The jury found for the plaintiffs in the amount of $407,850.

Issues:

  • Is plaintiffs' proof of the alleged oral agreement barred by the parol evidence rule?

  • Would the promise to the plaintiffs be an expected term of the contract?

Defendant's Argument:

The oral agreement was either an inducing cause or part of the consideration for the sale. Either way, its exclusion from the written contract bars its admission under the parol evidence rule.

Rule:

An oral agreement may not be barred by the parol evidence rule if such a term would not be expected be included in the written contract anyway.

Reasoning:

  • The agreement to sell Capitol City affected all four owners of the business. Although it would have been possible to include a clause granting a benefit to 50% of the shareholders, it was a corporate sale of assets by its nature. Collateral deals for specific shareholders are often done in separate agreements afterwards.

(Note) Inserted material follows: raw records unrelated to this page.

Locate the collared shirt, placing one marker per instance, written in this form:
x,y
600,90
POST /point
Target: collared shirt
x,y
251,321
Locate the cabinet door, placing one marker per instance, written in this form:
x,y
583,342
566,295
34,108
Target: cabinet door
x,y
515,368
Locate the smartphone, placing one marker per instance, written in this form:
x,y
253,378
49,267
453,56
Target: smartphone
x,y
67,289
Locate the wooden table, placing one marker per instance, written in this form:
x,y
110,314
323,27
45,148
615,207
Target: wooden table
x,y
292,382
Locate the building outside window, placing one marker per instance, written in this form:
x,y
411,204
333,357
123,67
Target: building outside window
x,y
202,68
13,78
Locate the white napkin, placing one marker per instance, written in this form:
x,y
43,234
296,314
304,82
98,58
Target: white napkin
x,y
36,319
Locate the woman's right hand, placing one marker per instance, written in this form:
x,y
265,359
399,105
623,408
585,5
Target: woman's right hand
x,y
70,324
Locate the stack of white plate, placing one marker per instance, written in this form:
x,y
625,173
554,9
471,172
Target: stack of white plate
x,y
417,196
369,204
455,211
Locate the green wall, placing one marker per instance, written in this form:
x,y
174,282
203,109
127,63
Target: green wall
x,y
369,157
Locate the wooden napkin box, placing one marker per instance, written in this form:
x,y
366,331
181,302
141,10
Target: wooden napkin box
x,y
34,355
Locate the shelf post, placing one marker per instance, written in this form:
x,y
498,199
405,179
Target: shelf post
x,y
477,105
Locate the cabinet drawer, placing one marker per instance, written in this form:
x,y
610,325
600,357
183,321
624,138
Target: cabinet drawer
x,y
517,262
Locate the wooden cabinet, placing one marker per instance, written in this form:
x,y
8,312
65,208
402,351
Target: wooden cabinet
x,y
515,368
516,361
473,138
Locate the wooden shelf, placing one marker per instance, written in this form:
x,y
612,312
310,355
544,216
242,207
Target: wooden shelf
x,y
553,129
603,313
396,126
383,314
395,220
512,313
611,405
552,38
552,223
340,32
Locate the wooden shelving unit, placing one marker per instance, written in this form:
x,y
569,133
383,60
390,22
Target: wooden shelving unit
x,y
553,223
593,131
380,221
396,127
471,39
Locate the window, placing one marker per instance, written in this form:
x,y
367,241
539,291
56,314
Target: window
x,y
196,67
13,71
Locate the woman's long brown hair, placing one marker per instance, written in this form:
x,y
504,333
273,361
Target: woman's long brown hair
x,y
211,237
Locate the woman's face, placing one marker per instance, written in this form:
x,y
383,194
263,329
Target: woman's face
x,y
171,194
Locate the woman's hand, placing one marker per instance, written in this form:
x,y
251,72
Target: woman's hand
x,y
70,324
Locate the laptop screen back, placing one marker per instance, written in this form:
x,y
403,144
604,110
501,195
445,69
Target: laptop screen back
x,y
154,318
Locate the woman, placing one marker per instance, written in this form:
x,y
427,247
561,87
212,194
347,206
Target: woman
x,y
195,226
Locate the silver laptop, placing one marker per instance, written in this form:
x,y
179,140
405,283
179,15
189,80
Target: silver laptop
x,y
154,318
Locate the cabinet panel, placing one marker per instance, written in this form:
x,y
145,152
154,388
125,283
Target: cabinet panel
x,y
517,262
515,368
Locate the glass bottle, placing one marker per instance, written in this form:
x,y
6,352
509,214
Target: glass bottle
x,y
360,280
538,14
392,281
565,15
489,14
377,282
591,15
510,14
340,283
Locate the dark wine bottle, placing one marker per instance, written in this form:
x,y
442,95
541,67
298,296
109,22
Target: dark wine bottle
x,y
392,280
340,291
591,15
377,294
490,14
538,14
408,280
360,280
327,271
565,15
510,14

  • The first agreement was negotiated by Yogman, a long-time friend of plaintiffs' father. Barth and the other two representatives who conducted the second deal may not have integrated the two transactions in their minds when drafting the contract.

  • The contract does not contain an integration clause, despite having other boilerplate terms.

Holding:

The promise would not have been expected in the contract, so plaintiffs' proof of the oral agreement is not barred by the parol evidence rule. Affirmed.